I've been wondering that and this is what I arrived at. The way I see it each edition is like a language that is stronger at expressing certain ideas than other languages. In most cases an analogue translation exists and the different languages can effectively communicate most of the same ideas. If not, ya know, we'll think of something, it's just D&D. Translations can't be perfect. So a 2E non-weapon proficiency is roughly equivalent to, I dunno, 8 skill ranks (or whatever number you think sounds right). It's good enough, it works. The game will break and certain builds will be unbalanced and hard to translate, but that seems a fair trade-off for getting everyone back together at the table.

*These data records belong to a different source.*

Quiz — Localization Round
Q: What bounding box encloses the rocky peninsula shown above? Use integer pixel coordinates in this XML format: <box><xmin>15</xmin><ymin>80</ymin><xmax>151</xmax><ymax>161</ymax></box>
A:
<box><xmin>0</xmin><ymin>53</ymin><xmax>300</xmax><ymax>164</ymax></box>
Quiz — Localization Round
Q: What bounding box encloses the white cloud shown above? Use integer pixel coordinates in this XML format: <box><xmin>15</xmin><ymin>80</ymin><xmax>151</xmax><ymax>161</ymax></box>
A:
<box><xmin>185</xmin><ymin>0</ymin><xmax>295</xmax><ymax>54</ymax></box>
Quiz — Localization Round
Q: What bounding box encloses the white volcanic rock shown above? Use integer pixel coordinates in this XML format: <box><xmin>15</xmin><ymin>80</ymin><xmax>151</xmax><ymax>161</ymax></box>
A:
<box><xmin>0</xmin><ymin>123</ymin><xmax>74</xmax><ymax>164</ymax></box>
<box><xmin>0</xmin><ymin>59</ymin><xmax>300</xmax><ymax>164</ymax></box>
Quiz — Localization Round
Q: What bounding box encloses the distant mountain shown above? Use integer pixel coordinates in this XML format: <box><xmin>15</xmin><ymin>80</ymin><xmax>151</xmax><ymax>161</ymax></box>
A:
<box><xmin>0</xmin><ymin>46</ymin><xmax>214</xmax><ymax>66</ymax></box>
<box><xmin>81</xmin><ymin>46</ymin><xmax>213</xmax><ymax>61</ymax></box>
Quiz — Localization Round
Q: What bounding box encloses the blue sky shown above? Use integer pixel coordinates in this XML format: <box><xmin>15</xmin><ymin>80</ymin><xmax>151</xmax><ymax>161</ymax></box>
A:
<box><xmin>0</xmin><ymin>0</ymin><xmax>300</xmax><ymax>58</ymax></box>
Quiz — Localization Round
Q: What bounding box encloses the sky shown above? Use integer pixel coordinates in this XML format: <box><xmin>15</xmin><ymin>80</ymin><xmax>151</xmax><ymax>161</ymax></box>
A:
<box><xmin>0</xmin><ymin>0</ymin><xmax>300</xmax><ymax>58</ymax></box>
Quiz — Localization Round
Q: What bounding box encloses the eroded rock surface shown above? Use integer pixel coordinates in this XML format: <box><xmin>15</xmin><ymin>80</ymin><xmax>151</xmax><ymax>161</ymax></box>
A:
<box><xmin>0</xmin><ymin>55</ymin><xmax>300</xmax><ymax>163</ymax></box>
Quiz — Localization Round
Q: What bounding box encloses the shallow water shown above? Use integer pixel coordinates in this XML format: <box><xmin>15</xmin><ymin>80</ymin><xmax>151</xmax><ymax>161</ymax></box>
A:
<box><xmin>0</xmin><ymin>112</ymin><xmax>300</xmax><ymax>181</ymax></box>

Developing rules to translate between editions seems a lot easier than actually playing a game this way. Effectively everyone would tell the DM what they're doing in their language, the DM would translate and process the result, and then return the result to the table in a language that everyone understands. Presumably players would then retranslate that back to their native language. Whose head wouldn't explode while playing such a complicated game?
The only way I see that working is if everyone at the table has a tablet, a smart phone, a laptop, or some kind of device feeding data to the DM's device. They develop their character and the devices feed each other data and do the translating. I'm not sure how feasible that is as a programming challenge... it seems hard but doable with enough resources.
If this does come to pass I suspect unless we all agree to speak the same language we will ultimately require a DDI subscription to play in this manner. This seems like the direction WOTC would want to go, since profit margins must be higher for subscriptions than books. As books, bookstores, and gaming stores become less feasible D&D will increasingly be driven by apps and subscriptions.
In the short term I see some big obvious hurdles. When I was 12 and started playing D&D buying a subscription was totally out of the question. Then we played D&D, always a game with huge barriers to entry, with merely a 2E PHB, a 1E MM some dice and our imagination. Now many people can't imagine playing 4E without a grid. Add smart-phones and costly monthly subscriptions to the mix and you've got a game that is very cost-prohibitive to the under-16 crowd. And to be honest many of the folks in my group may refuse to buy the subscription (most of them don't own the core rulebook to the games we play anyway). So if the goal is unifying all the different factions of the edition war I'm concerned this may backfire. What would most likely happen is players would play in the base language of 5E that requires the least time and technology to translate.
I'm just thinking out loud. This is pure speculation and I may be totally off-base. I hope I am and WOTC continues to surprise me. What do you guys think? How can WOTC implement modular game-play and technology?